A matrix can be copied to a destination matrix as

' SOURCE.MATRIX ' DESTINATION.MATRIX COPY.MATRIX

The destination matrix need not be dimensioned in advance; COPY.MATRIX dimensions it properly.

SWAP.MATRIX interchanges the contents of the parameter fields of two matrices to rapidly swap the matrices without moving their contents in heap.

### Matrix Multiplication

Matrix multiplication is performed by MATRIX* as

' FIRST.MATRIX ' SECOND.MATRIX ' DESTINATION.MATRIX MATRIX*

The above command multiplies FIRST.MATRIX by SECOND.MATRIX and places the result in DESTINATION.MATRIX. Matrix multiplication is one of the most widely used operations in data processing, and all linear algebra textbooks explain the rules that specify how two matrices are multiplied. The order of the operands is important, and the two source matrices must have compatible dimensions as specified by the multiplication rules (the number of columns in the first source matrix must equal the number of rows in the second source matrix). If DEBUG is ON, QED-Forth will ABORT if incompatible dimensions are detected, issuing an error message such as

Error at FIRST.MATRIX SECOND.MATRIX --Incompatible sizes !

The destination for the matrix multiplication may be one of the source matrices. For example, we could state

' FIRST.MATRIX ' SECOND.MATRIX XDUP MATRIX*

which duplicates the extended parameter field address of SECOND.MATRIX so that it is both a source and the destination matrix.

*Except where explicitly noted in the glossary, all matrix arithmetic words allow the destination matrix to be one of the source matrices.* The matrix operation checks to see if the destination is also a source and, if necessary, dimensions a temporary matrix in the heap to hold temporary results and deletes it before returning. The programmer doesn't have to worry about these details.

The words 2xN.MATRIX* (pronounced "2-by-N-matrix-star") and 3xN.MATRIX* perform very fast multiplications where the first source matrix is a 2x2 or 3x3. 2xN.MATRIX* multiplies a 2x2 matrix (i.e., a matrix having 2 rows and 2 columns) by a 2xN matrix to produce a 2xN result. 3xN.MATRIX* multiplies a 3x3 matrix by an 3xN matrix to produce a 3xN result.

For example, if FIRST.MATRIX is dimensioned as a 2x2, and SECOND.MATRIX is dimensioned as a 2x6, then the command

' FIRST.MATRIX ' SECOND.MATRIX 2xN.MATRIX*

performs the multiplication and leaves the results in SECOND.MATRIX. To maximize speed, no error checking of dimensions is performed, so be certain that the matrices are properly dimensioned before using these words.
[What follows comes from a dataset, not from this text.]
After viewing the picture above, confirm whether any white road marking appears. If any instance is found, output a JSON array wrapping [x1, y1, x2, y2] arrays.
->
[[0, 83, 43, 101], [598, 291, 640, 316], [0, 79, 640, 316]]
A 2x2 matrix multiplication is performed in just 5.3 msec, and a 3x3 takes only 17 msec.

### Matrix Arithmetic

Matrices can be added using MATRIX+ as

' FIRST.MATRIX ' SECOND.MATRIX ' DESTINATION.MATRIX MATRIX+

Likewise, they can be subtracted using MATRIX-, and element-by-element division and multiplication are performed by MATRIX.ELEMENT/ and MATRIX.ELEMENT* (not to be confused with the standard matrix multiplication MATRIX*).

MATRIX.MAX and MATRIX.MIN place the element-by-element maximum and minimum, respectively, of two source matrices in the specified destination matrix.

MATRIX.SUM leaves the floating point sum of all the matrix elements on the stack, and MATRIX.VARIANCE leaves a floating point number equal to the sum of the squares of the matrix elements.

In the glossary you'll find additional words to perform other arithmetic operations, to transpose matrices, to do mixed scalar/matrix computations and to copy or delete matrices. Just as for arrays, matrices should be deleted before being forgotten so that their heap space is deallocated. (The kernel word ON.FORGET described in the "Program Development Techniques" chapter is useful in this regard).

### Scalar/Matrix Arithmetic

S*MATRIX (the name suggests "scalar times matrix") multiplies each element in the matrix by a specified floating point scalar. For example, to double each element in FIRST.MATRIX and put the result in DESTINATION.MATRIX, execute

2.0 ' FIRST.MATRIX ' DESTINATION.MATRIX S*MATRIX

S+MATRIX adds the scalar to each element, S-MATRIX subtracts each element from the scalar, and S/MATRIX divides the scalar by each element. As usual, the source matrix can equal the destination matrix.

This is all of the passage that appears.